Because ultimately, all of the positions are important and have a role to play, as soccer is a team effort in which all the players contribute and coordinate in order to obtain a victory.
Nevertheless, the most common answer to this question would be the Striker. The striker is the player whose role is solely to score goals. And as that is the primary aim of the game, it can be said that the Striker is the most vital and important.
However, this isn’t entirely true, especially because Strikers aren’t the only players to score goals. Many other positions end up scoring goals, as it ultimately depends on who has the opening and the chance to score.
It also needs to be said that a good defense is vital for a soccer team, and the goalkeeper is the one preventing the other team from scoring and winning on many occasions!
So although it might sound super cheesy, soccer is one of the sports in which it is okay to say that everybody is equally important and vital, with all the roles playing a part in the grand scheme of it all!
There are eleven players in a soccer team and many different positions that these players can play in.

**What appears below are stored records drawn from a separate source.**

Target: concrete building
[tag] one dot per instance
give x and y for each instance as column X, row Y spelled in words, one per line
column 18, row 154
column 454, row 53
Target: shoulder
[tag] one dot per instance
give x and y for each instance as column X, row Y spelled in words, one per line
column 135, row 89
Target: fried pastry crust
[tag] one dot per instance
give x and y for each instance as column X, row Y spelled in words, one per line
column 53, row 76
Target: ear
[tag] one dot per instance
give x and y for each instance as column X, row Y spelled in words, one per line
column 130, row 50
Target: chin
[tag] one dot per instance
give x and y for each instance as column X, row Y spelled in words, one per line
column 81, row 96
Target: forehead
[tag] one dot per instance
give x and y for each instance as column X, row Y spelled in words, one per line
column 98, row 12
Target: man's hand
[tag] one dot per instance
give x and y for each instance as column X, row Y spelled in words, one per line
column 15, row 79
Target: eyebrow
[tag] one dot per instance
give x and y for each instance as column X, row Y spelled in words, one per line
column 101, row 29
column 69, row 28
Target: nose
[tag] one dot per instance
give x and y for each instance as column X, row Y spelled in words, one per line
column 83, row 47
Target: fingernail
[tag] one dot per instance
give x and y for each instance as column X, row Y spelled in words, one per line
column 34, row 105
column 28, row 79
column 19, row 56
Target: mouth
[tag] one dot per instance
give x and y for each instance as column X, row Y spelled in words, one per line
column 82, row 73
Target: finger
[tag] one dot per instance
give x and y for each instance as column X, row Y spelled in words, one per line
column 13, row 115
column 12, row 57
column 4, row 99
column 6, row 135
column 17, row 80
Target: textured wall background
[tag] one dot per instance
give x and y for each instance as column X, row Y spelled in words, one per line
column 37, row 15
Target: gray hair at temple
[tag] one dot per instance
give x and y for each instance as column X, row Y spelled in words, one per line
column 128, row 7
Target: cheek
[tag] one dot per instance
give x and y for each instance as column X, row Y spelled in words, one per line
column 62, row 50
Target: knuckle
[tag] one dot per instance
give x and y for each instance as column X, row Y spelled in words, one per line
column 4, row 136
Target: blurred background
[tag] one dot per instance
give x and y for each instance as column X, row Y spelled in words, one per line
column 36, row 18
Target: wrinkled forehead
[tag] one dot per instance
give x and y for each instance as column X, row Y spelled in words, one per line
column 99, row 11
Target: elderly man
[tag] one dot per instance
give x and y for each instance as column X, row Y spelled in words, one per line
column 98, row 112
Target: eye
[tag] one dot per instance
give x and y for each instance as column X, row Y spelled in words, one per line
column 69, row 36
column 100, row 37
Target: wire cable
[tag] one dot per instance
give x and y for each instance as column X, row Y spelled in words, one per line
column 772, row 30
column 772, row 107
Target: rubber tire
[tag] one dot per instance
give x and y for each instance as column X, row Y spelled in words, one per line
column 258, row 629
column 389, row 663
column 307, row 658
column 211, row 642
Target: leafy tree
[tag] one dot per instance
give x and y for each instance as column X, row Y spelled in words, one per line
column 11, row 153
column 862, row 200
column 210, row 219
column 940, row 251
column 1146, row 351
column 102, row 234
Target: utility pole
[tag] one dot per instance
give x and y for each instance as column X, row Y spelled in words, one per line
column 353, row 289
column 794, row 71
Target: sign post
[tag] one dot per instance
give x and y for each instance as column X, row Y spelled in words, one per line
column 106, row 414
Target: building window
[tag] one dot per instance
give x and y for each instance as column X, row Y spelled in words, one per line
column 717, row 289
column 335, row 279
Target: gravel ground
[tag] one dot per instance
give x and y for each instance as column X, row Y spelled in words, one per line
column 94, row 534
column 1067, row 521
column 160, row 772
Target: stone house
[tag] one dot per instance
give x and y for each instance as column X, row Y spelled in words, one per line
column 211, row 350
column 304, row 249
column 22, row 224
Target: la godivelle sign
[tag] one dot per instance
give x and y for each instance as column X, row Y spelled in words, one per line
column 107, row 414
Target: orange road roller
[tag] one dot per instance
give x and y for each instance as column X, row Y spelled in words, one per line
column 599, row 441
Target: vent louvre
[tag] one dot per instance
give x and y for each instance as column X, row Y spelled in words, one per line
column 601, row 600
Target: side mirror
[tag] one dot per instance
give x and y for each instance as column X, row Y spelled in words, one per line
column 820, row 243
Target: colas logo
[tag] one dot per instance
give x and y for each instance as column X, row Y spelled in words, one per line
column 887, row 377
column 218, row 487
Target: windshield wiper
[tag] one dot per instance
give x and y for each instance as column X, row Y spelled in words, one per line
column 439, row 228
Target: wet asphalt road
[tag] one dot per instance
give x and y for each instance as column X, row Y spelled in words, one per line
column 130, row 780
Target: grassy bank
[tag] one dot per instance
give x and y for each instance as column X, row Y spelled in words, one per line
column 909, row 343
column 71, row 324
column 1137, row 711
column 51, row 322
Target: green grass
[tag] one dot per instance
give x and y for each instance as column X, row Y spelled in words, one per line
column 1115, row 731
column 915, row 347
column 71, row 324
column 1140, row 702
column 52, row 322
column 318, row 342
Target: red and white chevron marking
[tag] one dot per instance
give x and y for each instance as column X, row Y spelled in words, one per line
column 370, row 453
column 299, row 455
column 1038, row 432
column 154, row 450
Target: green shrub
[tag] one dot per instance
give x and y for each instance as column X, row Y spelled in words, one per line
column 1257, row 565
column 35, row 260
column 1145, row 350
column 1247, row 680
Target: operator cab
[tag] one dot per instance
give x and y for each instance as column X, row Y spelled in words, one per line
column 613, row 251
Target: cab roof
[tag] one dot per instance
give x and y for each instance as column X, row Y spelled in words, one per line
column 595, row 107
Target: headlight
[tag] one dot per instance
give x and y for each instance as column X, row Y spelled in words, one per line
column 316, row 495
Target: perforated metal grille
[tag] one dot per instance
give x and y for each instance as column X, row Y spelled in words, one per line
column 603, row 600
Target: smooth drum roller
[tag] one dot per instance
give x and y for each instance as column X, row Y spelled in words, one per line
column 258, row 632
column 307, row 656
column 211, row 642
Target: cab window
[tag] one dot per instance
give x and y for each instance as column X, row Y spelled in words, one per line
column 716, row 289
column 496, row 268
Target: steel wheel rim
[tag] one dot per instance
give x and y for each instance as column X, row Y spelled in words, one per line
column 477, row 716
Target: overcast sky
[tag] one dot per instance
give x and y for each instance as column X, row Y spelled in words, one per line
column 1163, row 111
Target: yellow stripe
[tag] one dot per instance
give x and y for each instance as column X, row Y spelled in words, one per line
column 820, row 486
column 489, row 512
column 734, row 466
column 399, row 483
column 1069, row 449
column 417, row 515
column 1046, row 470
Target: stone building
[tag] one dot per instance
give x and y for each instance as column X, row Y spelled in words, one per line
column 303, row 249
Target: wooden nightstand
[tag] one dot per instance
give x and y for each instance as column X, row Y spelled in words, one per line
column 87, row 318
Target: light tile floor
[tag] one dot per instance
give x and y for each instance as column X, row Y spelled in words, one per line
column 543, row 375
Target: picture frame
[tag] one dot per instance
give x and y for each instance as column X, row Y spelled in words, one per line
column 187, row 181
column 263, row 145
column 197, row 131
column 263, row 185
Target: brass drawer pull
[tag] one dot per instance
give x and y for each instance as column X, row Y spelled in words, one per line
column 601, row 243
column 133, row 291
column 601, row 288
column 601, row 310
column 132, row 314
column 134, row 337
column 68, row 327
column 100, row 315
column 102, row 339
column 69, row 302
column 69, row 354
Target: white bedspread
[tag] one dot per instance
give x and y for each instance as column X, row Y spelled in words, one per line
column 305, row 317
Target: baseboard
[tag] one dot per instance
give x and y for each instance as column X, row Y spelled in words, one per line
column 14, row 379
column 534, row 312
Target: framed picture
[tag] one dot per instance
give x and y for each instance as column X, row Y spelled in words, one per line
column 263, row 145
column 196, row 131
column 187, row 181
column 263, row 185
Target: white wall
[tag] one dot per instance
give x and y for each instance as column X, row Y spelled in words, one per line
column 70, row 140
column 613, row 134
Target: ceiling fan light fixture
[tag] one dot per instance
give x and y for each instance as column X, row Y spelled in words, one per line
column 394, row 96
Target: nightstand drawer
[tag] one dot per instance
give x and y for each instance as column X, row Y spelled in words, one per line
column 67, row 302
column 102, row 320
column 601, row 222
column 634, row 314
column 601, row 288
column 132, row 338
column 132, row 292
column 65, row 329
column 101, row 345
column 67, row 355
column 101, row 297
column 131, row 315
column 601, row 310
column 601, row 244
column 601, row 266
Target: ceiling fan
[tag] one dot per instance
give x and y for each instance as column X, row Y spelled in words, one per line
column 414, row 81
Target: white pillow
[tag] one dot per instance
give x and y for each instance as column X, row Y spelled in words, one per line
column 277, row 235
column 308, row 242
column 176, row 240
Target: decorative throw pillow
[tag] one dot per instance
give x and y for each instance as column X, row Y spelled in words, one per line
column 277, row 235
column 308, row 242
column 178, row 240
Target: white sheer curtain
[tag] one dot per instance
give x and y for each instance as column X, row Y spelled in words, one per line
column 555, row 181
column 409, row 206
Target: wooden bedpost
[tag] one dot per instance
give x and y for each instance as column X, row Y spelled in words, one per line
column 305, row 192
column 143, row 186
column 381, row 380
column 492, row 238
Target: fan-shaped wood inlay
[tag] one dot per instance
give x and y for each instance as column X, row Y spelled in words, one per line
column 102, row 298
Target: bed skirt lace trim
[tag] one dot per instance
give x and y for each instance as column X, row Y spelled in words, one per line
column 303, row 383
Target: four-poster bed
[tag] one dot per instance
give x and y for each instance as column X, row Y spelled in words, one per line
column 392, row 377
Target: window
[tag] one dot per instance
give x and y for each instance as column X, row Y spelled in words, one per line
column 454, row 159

However, regardless of the eleven positions that are ultimately chosen for the match, all players can usually be divided into Defenders, Midfielders, and Forwards.
While Defenders defend their home goal post and Forwards push forward leading the attack to score goals, Midfielders will control the entire game by pushing the team one way or another and taking charge of where the ball is and where it is going.
But even with the positions, the players aren’t tied to a single responsibility, as they have to constantly adapt and make decisions on the go, to ensure they are doing the best they can for the team as a whole.